The last course I did was a week of ‘fieldwork’. Under the supervision of a teacher we were going to give massages to senior citizens at a service center for the elderly. I was very excited about this. The center itself was not much more then a corrugated roof over a hall where activities could take place. Every morning we were assigned a different, mostly female client, varying in age from 50 to 80. One of them worked behind a market stall, another cooked in the street, there was a retired schoolteacher and another had worked for the government. Hardly any of them spoke English. Some of them had high blood pressure, diabetes or were obese, while others were in perfect health. The massage teacher interviewed them about their health and translated for us, five western massage students. Almost al of them had received many massages before. It was clearly a part of their culture. After that interview a treatment plan was made. As expected, seen the age of our clients, our teachers mostly advised us to keep the pressure light. As we, masseurs, were about to discover, the idea of what is light pressure was quiet different from that of our Thai ladies. Nearly all recipients asked for more pressure, stronger massage, more weight. A quiet hefty American fellow student said he had never given as much pressure as to his 80-year-old recipient.
My impression is that the Thai idea about their massage is: ”no pain, no gain”. They want to feel the strength of the masseur. Western massage is often oriented towards relaxation. The Thai idea about massage is more medical, to help heal injury or an ailment. The sen-lines (meridians) get worked on, to get energy that is stuck moving again. This explains the experience of some travelers who take a massage in Thailand. If they yell out in pain, the masseur laughs politely and continues as she did. Maybe also live in general in Thailand is more tough, so peoples attitude is more ‘no nonsense’.

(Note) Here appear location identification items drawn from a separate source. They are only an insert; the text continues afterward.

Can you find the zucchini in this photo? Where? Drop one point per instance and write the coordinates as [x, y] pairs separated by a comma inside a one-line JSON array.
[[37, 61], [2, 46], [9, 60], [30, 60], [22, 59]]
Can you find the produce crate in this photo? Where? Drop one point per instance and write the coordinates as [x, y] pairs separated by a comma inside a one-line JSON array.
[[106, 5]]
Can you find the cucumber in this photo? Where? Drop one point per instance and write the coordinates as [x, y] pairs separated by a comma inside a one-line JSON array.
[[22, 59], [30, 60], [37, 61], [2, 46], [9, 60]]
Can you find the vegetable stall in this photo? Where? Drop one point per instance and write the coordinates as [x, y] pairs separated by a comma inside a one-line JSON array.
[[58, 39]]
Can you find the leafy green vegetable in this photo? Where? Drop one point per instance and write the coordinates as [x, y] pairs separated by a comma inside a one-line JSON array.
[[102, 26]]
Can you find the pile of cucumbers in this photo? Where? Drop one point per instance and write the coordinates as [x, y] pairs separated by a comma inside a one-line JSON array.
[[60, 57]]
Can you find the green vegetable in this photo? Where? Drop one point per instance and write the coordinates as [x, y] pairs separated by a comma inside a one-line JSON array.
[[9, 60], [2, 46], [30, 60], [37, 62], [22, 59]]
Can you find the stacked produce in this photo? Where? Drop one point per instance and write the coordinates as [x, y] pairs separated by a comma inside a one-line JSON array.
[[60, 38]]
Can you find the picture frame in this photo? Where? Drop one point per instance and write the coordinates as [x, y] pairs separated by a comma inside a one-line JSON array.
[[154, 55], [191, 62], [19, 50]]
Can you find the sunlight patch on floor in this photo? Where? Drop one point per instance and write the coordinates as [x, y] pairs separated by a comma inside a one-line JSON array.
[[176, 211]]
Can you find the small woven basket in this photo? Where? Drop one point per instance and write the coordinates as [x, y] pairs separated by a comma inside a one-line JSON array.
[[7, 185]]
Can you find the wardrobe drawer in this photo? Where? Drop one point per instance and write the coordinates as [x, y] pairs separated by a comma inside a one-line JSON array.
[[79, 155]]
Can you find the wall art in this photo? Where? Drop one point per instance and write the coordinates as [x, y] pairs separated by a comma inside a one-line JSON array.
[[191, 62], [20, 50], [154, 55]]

What is my approach? There is a theory that says that people are happiest when they experience challenge and relaxation at the same time. Relaxation is nice, but gets boring after a while. But if all you experience is challenge, you get stressed. We seek a balance of both. So a massage too must be a combination of deep relaxation and at the same time enough pressure to have an impact and also to hold the attention of the receiver. But if the massage hurts, or the client is afraid that it is going to hurt, her body will start to tense up, which is the opposite of what I hope to achieve.
Many clients have sore areas, for instance in the shoulders, the back or the calves. Of coarse these areas will feel sensitive when they get massaged. It is very possible though to treat these areas without the receiver tensing up. By going slow, by listening to the clients’ body, sensing where the boundaries are and if necessary by asking. The massage should be more of a collaboration than an imposition. That way the receiver can keep a sense of control and stay relaxed. Even if it hurts a bit sometimes.